Por outro lado, eu vejo o Ulisses às vezes como uma mulher falada, conceito mineiro que traumatizou a minha adolescência. A mulher falada é considerada uma vagabunda, alguém que perdeu a "honra" — leia-se: virgindade, coisa mais antiga — mesmo que nada disso tenha acontecido e que o tal apelido se deva apenas a uma fofoca maldosa, uma impressão superficial. A dificuldade, por exemplo. Este episódio do labirinto. Me preparei para ele, por sua fama (indevida?) de complicado. Li todas as notas, a relação de todos os personagens, o que eles faziam, como e quando. Fiz meu dever de casa bem direitinho. Mastiguei a comida bem mastigadinha antes de pô-la na boca, já meio sem gosto, quase reduzida a papinha de bebê desdentado. Mas ao começar a lê-lo, gente! Que surpresa! É um dos mais espetaculares do livro até agora, coisa nunca vista. Dizem que é um labirinto, mas eu diria mais que é uma cama-de-gato, conhecem? Do Aurélio: brinquedo que consiste em entrelaçar, nos dedos de ambas as mãos, um barbante com as pontas atadas, e que é, então, retirado com os dedos das mãos por outro participante, dando forma diferente ao entrelaçamento anterior, e assim sucessivamente. Coisas da minha infância em Minas. O texto vai sendo tecido como uma renda preciosa, e com a leveza branca de pequenos flocos de nuvens — moutonner (diz Joyce que os franceses dizem), de encrespar-se, mas também de mouton, carneiro? encarneirar-se? — se encrespando como espuma. Os mini-episódios, independentes, são interconectados por personagens e diferentes visões do mesmo fato: é um "nossa!" atrás do outro (claro que depois de Joyce outros autores fizeram isso; McEwan, pelo menos, fez, em Reparação; mas não com a riqueza e complexidade de Joyce, I give him that).
Babei de prazer ao ver mencionada, pela primeira vez, a data em que ocorre o Ulisses: 16 de junho de 1904, assim, coisinha simples, como se fosse nada, datilografada na máquina de escrever da secretária de Boylan, e eu que sempre me perguntei como é que se sabia disso! Onde é que isso aparecia no livro? Taí. Aparece aí. Adorei o jogo intraduzível de palavras com "boiled shirts" ("traje a rigor" na tradução de B.P., literalmente aquela camisa engomada de smoking, com o peito plissado) descrevendo os convidados numa festa chique, e em franco contraste com uma cena anterior onde Maggy — uma das pobres, quase-mendigas irmãs Dedalus — ferve a camisa no fogão para tirar as manchas: "boiling shirts", pode ser mais irônico? E mais brilhante?
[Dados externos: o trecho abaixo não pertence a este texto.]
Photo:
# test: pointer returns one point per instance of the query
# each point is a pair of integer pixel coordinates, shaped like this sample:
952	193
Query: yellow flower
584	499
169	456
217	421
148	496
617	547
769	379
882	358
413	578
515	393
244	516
Mais um significado duplo que eu curti demais aparece na cena do Padre Conmee, quando ele encara uma moça que "sai ruborizada com um rapaz de trás de uma sebe, sacudindo um graveto agarrado na saia" enquanto lê o salmo sin — letra hebraica: é como os salmos são numerados, o que fica claro por ter sido mencionado o res antes — mas que também significa... "pecado". Ai, gente. O homem levou sete anos pra escrever o livro e, francamente, como leitora já estou indo pelo mesmo caminho: sete anos para lê-lo já estou achando pouco.
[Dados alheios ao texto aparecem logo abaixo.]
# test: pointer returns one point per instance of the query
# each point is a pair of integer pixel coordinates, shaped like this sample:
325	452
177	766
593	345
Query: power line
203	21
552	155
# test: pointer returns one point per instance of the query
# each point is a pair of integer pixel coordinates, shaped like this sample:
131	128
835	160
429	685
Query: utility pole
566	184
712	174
Bem. Pode ser que em algum ponto a coisa se complique a um ponto que eu entregue os pontos e finalmente diga: caramba, que livro incompreensível, impossível de ler. Mas ainda não cheguei lá, isso eu garanto: por enquanto não passei do deleite. É claro que as coisas que às vezes escrevo se provam precipitadas mais tarde, ah, eu estava enganada, que burra. Mas o texto das crônicas reflete com fidelidade (eu tento!) não a mente atenta, mas o coração sobressaltado com que vou lendo o Ulisses. E quando há muito pra despejar, e o fascínio começa a transbordar, escrevo, num impulso intraduzível: Boylan with impatience.